Question soumise le 21 janvier 2020

Mme Anne-France Brunet interroge M. le ministre de l'éducation nationale et de la jeunesse sur la difficulté de classement de certaines écoles élémentaires en zone d'éducation prioritaire lorsqu'elles ne sont pas rattachées à un collège.
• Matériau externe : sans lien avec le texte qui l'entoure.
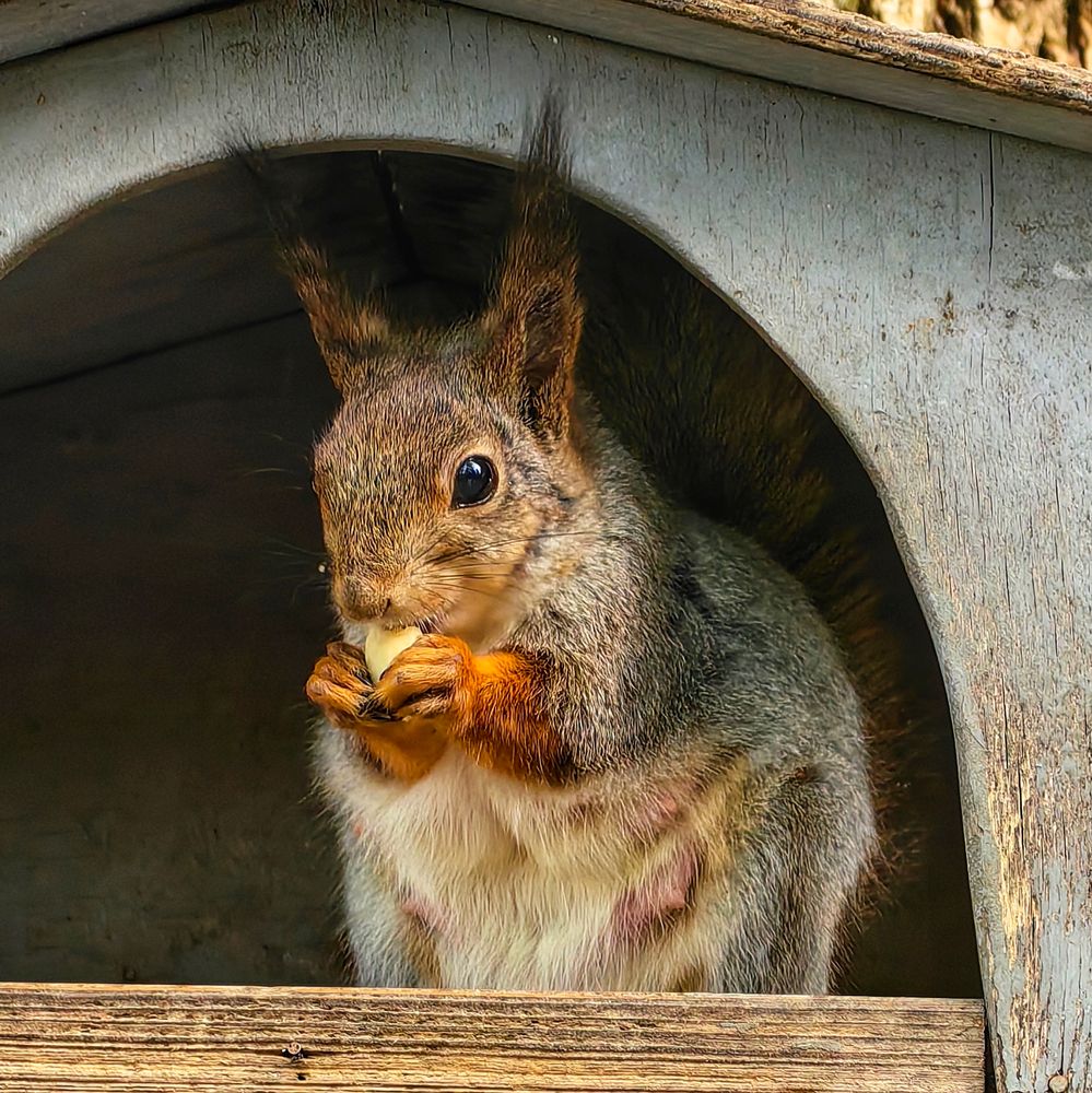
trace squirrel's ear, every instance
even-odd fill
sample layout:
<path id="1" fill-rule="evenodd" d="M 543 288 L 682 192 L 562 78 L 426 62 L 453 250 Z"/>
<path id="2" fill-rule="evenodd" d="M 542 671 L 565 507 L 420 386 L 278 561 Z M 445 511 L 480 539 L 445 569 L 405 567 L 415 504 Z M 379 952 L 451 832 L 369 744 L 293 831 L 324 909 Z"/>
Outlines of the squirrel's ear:
<path id="1" fill-rule="evenodd" d="M 387 320 L 353 297 L 326 254 L 304 239 L 281 239 L 281 260 L 310 319 L 330 378 L 342 395 L 387 337 Z"/>
<path id="2" fill-rule="evenodd" d="M 576 237 L 566 192 L 567 156 L 556 101 L 536 125 L 516 175 L 514 220 L 485 315 L 506 392 L 540 434 L 563 436 L 584 324 Z"/>
<path id="3" fill-rule="evenodd" d="M 281 265 L 310 319 L 330 378 L 345 393 L 365 362 L 377 355 L 388 333 L 387 321 L 373 307 L 354 298 L 322 248 L 307 239 L 300 196 L 271 156 L 246 141 L 227 151 L 261 199 Z"/>

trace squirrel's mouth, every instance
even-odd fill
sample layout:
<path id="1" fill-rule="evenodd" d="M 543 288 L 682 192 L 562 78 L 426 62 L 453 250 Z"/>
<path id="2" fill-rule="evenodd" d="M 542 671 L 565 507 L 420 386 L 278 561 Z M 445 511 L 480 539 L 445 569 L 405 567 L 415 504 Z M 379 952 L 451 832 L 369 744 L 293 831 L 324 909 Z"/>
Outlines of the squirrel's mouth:
<path id="1" fill-rule="evenodd" d="M 418 619 L 413 623 L 422 634 L 439 634 L 444 630 L 444 622 L 447 619 L 446 612 L 438 611 L 436 614 L 431 614 L 425 619 Z"/>

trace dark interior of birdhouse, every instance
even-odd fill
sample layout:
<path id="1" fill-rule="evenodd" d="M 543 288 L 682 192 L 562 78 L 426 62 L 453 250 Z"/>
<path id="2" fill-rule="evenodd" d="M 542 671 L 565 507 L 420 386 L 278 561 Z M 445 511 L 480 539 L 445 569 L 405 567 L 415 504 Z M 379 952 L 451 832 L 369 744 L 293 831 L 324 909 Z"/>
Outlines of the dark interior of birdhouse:
<path id="1" fill-rule="evenodd" d="M 339 151 L 281 169 L 361 290 L 410 317 L 482 298 L 505 168 Z M 610 213 L 577 215 L 592 296 L 638 316 L 690 279 Z M 333 634 L 308 455 L 337 393 L 253 189 L 216 167 L 93 212 L 0 280 L 0 978 L 343 983 L 303 696 Z M 731 331 L 729 376 L 733 355 L 789 367 Z M 882 504 L 826 421 L 888 624 L 944 710 Z M 891 866 L 838 989 L 977 996 L 946 715 L 883 760 Z"/>

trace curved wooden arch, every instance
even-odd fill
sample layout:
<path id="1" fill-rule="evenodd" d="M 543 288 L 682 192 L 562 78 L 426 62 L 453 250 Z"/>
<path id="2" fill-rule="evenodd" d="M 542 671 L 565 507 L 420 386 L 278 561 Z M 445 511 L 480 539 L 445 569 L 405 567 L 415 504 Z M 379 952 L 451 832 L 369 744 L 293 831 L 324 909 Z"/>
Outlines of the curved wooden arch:
<path id="1" fill-rule="evenodd" d="M 459 7 L 255 3 L 0 69 L 0 270 L 239 134 L 512 158 L 552 83 L 578 187 L 872 474 L 949 687 L 1000 1088 L 1084 1089 L 1092 160 Z"/>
Par exemple, l'école Nelson Mandela de Saint-Herblain (Loire-Atlantique) bénéficie de l'ensemble des critères qui justifieraient un classement en REP+ : taux de catégories socioprofessionnelles défavorisées, taux d'élèves résidant en zone urbaine sensible, manque de soutien scolaire familial, taux d'allophones et difficultés dans l'apprentissage de la langue. Pourtant, et malgré de nombreuses alertes formulées par l'équipe enseignante, cette école n'a toujours pas fait l'objet d'un classement en zone d'éducation prioritaire. Le principal élément qui leur a été opposé par l'académie est le manque de rattachement à un collège. Dès lors, elle souhaiterait connaître les modalités pour que les écoles élémentaires isolées et non rattachées à un collège puissent, lorsque cela s'avère nécessaire, être classées en zone d'éducation prioritaire.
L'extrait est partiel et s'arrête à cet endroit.